From its start in 1939 to its end in 1945, World War II would claim the lives of between 70 and 85 million people. At a pre-war population of 2.3 billion, that’s more than 3% of the world wiped out in six years. Over two thirds of these deaths were civilians.
The numbers are mind-numbing and hard to comprehend…
- 26 million deaths in the Soviet Union, 13.7% of its population.
- 20 million deaths in China, 3.9% of its population.
- 7 million deaths in Germany/Austria, over 8% of its population.
- Nearly 6 million Jewish deaths, over 50% of its pre-war European population.
- 3 million deaths in Japan, over 4% of its population.
In the US, more than 400,000 soldiers gave their lives. Nearly 30,000 of these deaths occurred in France during the Battle of Normandy, which began with D-day on June 6, 1944 and continued for another 84 deadly days.
The allies would ultimately prevail in September of 1945, but not before millions more perished.
It was a terrible war, the deadliest in history, with mass genocide, massacres, bombings, starvation and disease.
Man fighting fellow man to the death, leaving a trail of destruction in its wake.
In 2020, we are faced with a scourge that has hit the entire world much like World War II did 80 years ago.
But this time, thankfully, the world is largely at peace. And instead of man fighting man, we are doing our best to help one another get through this time of crisis.
This includes a sharing of information and resources from country to country that was never before possible, including novel treatments, vaccine trials, testing/tracing methods, and the best social distancing practices to help slow the spread.

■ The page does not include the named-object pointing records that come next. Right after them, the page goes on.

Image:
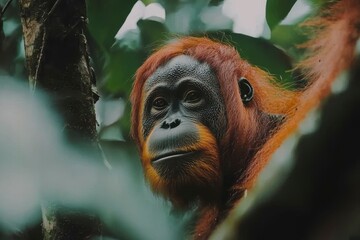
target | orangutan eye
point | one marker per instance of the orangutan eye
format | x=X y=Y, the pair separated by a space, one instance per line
x=159 y=103
x=192 y=96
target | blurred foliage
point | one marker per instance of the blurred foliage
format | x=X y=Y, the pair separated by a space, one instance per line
x=282 y=8
x=116 y=60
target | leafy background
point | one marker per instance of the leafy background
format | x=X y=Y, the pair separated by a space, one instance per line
x=128 y=208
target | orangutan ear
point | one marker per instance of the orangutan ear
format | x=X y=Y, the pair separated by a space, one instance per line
x=246 y=90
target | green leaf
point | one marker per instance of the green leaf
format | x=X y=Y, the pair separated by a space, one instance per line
x=277 y=10
x=152 y=32
x=259 y=52
x=106 y=18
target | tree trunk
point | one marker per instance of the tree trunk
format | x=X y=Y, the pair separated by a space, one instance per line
x=58 y=62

COVID-19 has now claimed the lives of at least 340,000 people around the world, or .004% of the world’s population (7.8 billion). That number is sadly going to continue to increase in the months ahead.
But it will not destroy us. Far from it. With man helping its follow man to fight a common enemy we will prevail and the lessons learned and sacrifices made will ultimately make us stronger.
This Memorial Day I’m grateful that this is not a war fought with bombs and guns but instead with human ingenuity and grit, of which we have ample supply.
In choosing between war and peace, there is no choice.
I wish you and your families a peaceful Memorial Day.